I have a client with a HP ML370g3 server that had been running NW 6.0
for quite a long time without any real problems. Around the
Thanksgiving holiday of '06 we upgraded the server to NW 6.5sp5, and
upgraded the hardware to a ML370g4. The new server is faster and has
more memory, and we were hoping for a slight speed boost. Shortly after
the upgrade, once the users returned from the holiday break, the server
started to abend weekly. The error is a Page Fault in Process Server
xxxx in module COMN.NSS. When the error occurs the server loses the
ability to write to the drives, so there is no data in the abend log,
only the IML contains a record of the abend. Of note, when the server
abends it doesn't recover. It sits there with a black screen, and the
cursor blinking in the upper left corner. Ctrl-Alt-Del or power cycling
are the only way to cure it.

I applied the N65NSS5A patch, but the server abended several days
later. I applied the N65NSS5B patch soon after, but the problems
continued. I even tried the comnxlocal_beta patch to no avail. I
decided to forego my usual wait time on a new service pack and updated
the server to sp6. The abends continued even more frequently.
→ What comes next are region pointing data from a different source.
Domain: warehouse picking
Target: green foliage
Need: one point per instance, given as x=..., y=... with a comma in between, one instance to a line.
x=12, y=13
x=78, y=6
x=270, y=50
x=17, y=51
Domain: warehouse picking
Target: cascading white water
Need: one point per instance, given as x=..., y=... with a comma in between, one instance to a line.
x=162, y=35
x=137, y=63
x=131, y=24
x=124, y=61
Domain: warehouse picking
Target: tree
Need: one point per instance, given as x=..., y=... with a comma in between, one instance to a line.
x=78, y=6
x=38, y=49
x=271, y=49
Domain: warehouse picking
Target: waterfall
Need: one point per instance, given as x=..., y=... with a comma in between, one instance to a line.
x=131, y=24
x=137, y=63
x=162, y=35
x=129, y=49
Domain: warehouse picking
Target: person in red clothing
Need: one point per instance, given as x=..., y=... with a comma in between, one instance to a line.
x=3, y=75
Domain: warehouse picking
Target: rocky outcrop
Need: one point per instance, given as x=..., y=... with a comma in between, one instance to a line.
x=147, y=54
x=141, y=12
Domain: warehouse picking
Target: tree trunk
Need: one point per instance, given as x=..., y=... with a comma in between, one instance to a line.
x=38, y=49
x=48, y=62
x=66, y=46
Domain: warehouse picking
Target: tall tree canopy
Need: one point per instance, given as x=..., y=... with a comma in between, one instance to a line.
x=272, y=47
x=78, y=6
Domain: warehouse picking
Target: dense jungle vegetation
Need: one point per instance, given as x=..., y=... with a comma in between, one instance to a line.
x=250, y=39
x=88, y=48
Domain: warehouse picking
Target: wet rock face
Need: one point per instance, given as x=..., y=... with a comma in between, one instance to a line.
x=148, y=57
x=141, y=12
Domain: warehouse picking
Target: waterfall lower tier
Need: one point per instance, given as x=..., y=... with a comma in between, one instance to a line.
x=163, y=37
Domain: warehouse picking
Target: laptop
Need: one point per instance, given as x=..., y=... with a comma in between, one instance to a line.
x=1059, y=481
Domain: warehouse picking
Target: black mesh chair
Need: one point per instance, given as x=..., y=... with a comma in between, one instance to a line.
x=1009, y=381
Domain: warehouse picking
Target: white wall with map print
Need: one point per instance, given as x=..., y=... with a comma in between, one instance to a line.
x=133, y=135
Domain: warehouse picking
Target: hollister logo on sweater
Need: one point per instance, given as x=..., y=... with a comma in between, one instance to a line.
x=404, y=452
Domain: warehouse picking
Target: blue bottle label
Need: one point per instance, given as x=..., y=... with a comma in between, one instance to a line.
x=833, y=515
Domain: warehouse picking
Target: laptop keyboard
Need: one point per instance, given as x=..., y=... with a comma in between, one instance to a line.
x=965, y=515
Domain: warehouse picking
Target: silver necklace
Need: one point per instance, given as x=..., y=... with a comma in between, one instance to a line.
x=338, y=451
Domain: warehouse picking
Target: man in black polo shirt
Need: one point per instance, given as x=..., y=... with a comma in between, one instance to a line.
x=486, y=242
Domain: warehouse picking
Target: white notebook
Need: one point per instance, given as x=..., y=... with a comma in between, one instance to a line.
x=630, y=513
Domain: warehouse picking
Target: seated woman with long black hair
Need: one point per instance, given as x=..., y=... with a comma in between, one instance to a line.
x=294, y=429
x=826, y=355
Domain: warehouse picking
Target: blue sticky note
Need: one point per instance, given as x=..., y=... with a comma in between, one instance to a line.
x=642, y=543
The old server was a ML370g3 with dual 3.2ghz cpus, 4gb ram, and a SCSI
raid 5 array. The new server is a ML370g4 with dual 3.4ghz cpus, 6gb
ram, a raid controller with more memory, but the same drives. I went to
HP's site looking for clues, and the few things they had listed failed
to resolve the problem.

Since the software and hardware upgrades occured at the sime time, I
wasn't really 100% sure which was the cause. So I moved the drives back
to the ML370g3 during the New Year's break. While waiting to see if the
abend occured, I performed numerous tests on the ML370g4, which it
passed with flying colors.

The server has since abended with the same error on the older hardware,
thus causing me to believe it is NW6.5 that's the problem. I have seen
no newer posts on the topic in the Novell Support site, nor any new
beta patches. What makes this really strange is that I have an almost
identical hardware & software combination running at another client
that has only had this same error once in the last year.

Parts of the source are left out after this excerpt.